You do realize that this is the definition of Thomas Aquinas and other luminaries? I hardly know what reason is myself sometimes, but I have no doubts that, whatever it is, Aquinas tends to have more of it than just about anyone.
I do not possess the inability to tell a lie. That is because of my limitations. I am able to do something utterly lacking in perfection because I fall so short of perfection. Like the ability to die, any other ability to fall short of perfection is better classified as a weakness than as a power.
Is every form of goodness dependent on the ability to do otherwise? Why should there not be a goodness that is beyond temptation, beyond even the ability to do wrong?
There are probably some sins I am not even able to do through strength of character and good habits. Would that I had more such inabilities!
You do realize that you are talking to a Christian who represents traditional theism?
You do realize there is such a tradition?
And you do realize you are disagreeing with it? I don’t understand this lack of interest in what the tradition you are disagreeing with actually says.
Wrong again, but I daresay you are right that we are at an impasse.
This may be part of why you and I clash so much, SA. For me, words are tools for communicating ideas in a way that normal people will understand. So I try to use words in a normal, accepted way. If, in the context of a discussion of free will, one argues that a personal capable of running fast is unable to lose a race, that’s an unconventional use of the word “unable.” Normal people would say “well, of course he’s able to lose, but he’s not likely to lose; he most likely needn’t lose.”
You choose to define “omnipotent” as, among other things, incapable of telling a lie, and you make that an essential detail of our argument. Normal people don’t use words that way. We distinguish between “unable to” and “choosing not to.”
I think I am more temperamentally suited to dealing with people who use words to convey ideas, rather than subtly reshaping the meanings of words in order to support ideas. So yes, it’s probably a good time to agree to disagree.
“When I use a word,” Humpty Dumpty said in rather a scornful tone, “it means just what I choose it to mean — neither more nor less.”
“The question is,” said Alice, “whether you can make words mean so many different things.”
“The question is,” said Humpty Dumpty, “which is to be master – – that’s all.”

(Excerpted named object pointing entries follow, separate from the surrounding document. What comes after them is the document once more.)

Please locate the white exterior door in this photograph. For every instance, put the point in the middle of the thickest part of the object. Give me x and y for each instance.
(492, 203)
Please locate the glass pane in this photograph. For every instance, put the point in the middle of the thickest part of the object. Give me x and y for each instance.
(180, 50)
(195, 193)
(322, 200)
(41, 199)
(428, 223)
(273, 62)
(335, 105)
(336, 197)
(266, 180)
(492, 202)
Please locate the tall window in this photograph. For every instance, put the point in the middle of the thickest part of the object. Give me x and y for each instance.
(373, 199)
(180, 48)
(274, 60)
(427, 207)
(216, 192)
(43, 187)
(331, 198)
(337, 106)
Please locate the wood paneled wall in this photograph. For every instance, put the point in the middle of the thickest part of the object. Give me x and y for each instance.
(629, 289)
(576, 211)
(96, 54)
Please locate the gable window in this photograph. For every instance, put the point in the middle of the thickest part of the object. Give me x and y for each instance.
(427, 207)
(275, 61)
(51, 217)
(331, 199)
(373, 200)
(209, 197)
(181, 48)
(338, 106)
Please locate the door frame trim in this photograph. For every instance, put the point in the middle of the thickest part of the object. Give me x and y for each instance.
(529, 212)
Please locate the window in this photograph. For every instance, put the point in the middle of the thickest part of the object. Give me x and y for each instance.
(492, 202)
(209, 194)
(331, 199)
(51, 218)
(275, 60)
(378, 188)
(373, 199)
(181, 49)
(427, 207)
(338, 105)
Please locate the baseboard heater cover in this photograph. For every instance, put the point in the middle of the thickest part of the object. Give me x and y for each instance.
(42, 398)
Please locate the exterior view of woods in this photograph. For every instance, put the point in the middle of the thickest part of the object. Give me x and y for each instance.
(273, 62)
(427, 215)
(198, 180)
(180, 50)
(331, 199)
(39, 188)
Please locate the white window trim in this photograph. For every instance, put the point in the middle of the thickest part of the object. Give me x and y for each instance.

That is downright rude. I never use words to do anything but to convey ideas (unless I’m quoting “Jabberwocky”). What kind of a jerk do you think I am?
I am using the dictionary for “unable” as well as “omnipotent,” and I’m also talking about what the doctrine of omnipotence actually means according to the tradition.
You seem to be talking about what the doctrine of omnipotence means according to all those people who think “Can G-d make a rock so big he can’t move it?” is really profound.
Taking that as your definition is only slightly more useful than defining the word “Trinity” according to the thought of all those who think Christians believe in one divine person who has three different roles.
Try this line of reasoning, HR. Suppose that classical theism as well as contemporary analytic philosophy of religion are correct that an omnipotent G-d does not have the ability to break the rules of logic.
Now observe that, while a loser like me may once in a lifetime, when constrained by extreme circumstances, have a moral obligation to lie, an omnipotent being will never be constrained by such circumstances.
Now consider this argument:
1. To tell a lie when one is not constrained by extreme circumstances is to have an imperfection.
2. To have an imperfection is to have a weakness.
3. Therefore, to tell a lie when one is not constrained by extreme circumstances is to have a weakness.
You can add one premise and extend the argument.
3. To tell a lie when one is not constrained by extreme circumstances is to have a weakness.
4. It is not possible for an omnipotent being to have weaknesses.
5. Therefore, it is not possible for an omnipotent being to tell a lie.
Which of those premises is false, HR–1, 2, or 4?